I am unable to interpret this graph. My dependent variable is total number of movie tickets that will be sold for a show. The independent variables are the number of days left before the show, seasonality dummy variables (day of week, month of year, holiday), price, tickets sold till date, movie rating, movie type (thriller, comedy, etc., as dummies). Also, please note that movie hall’s capacity is fixed. That is, it can host maximum of x number of people only. I am creating a linear regression solution and it’s not fitting my test data. So I thought of starting with regression diagnostics. The data are from a single movie hall for which I want to predict demand.
The is a multivariate dataset. For every date, there are 90 duplicate rows, representing days before the show. So, for 1 Jan 2016 there are 90 records. There is a ‘lead_time’ variable which gives me number of days before the show. So for 1 Jan 2016, if lead_time has value 5, it means it will have tickets sold until 5 days before the show date. In the dependent variable, total tickets sold, I will have the same value 90 times.
Also, as a side remark, is there any book that explains how to interpret residual plot and improve model afterwards?
The plot is very dense so it is not easy to see all trends there may be. You could run alternative tests for hetoroscedasticity and autocorrelation to get additional diagnostics.

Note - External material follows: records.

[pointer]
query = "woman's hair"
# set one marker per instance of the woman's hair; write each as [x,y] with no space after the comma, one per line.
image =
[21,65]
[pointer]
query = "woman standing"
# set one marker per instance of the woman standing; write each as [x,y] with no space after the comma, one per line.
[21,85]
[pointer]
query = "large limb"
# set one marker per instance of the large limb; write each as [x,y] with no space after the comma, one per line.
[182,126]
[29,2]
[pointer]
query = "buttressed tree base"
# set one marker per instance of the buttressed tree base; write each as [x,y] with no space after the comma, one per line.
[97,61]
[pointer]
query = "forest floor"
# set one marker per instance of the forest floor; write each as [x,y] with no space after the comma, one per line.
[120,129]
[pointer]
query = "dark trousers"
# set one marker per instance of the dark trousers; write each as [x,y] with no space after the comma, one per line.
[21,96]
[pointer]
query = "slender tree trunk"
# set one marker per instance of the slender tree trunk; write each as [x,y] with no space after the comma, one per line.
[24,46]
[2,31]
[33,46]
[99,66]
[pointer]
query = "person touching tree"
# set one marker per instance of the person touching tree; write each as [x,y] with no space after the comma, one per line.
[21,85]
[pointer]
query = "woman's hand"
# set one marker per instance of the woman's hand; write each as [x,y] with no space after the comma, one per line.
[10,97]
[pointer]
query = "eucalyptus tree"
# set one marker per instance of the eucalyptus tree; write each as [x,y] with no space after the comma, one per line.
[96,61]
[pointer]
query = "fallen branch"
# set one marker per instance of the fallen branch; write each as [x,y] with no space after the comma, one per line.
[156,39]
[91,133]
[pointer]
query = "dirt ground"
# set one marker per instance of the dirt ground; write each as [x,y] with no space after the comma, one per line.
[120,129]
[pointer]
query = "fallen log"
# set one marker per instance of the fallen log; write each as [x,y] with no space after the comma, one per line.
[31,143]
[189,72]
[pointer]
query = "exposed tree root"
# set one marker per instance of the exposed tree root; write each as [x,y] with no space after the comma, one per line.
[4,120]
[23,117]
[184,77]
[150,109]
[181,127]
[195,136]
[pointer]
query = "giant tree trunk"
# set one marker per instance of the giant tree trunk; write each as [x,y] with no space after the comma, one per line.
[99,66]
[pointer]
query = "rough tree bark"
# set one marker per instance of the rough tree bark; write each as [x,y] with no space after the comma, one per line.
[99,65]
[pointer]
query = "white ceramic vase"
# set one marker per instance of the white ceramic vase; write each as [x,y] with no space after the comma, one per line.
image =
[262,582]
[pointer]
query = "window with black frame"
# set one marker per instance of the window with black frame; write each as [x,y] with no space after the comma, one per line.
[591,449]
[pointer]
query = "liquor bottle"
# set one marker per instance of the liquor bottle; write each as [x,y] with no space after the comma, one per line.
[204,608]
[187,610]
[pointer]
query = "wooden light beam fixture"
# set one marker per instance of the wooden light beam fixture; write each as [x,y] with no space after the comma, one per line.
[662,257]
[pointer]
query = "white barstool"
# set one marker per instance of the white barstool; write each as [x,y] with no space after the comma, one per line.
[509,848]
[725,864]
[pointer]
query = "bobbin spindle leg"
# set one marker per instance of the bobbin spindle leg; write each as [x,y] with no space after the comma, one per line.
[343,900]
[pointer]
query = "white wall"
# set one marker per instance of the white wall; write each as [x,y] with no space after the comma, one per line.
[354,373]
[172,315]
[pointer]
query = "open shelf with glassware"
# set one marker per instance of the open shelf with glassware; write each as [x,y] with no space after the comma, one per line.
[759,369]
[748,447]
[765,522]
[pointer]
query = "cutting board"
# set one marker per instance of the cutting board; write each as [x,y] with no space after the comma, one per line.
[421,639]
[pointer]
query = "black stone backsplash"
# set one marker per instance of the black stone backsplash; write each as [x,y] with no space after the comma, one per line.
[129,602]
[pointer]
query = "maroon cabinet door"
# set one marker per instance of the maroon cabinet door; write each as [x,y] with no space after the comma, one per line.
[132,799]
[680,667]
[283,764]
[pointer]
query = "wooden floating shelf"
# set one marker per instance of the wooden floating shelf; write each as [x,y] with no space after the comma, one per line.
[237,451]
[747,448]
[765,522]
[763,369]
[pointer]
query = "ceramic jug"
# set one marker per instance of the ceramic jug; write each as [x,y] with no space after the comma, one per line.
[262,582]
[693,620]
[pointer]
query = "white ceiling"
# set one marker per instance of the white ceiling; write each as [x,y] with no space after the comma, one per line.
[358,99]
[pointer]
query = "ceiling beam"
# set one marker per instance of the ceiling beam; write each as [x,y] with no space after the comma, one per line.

What is visible is that over the first 100 values or so the variance of the residual increases which may hint to hetoroscedasticity. Afterwards the variance seems to decrease again. This somewhat non-linear behavior of the variance may also point to the need for a difference functional form (so maybe polynomial instead of linear). Another indication for this is the trend in residuals you observe in the high end of the fitted values (there aren’t any positive residuals anymore).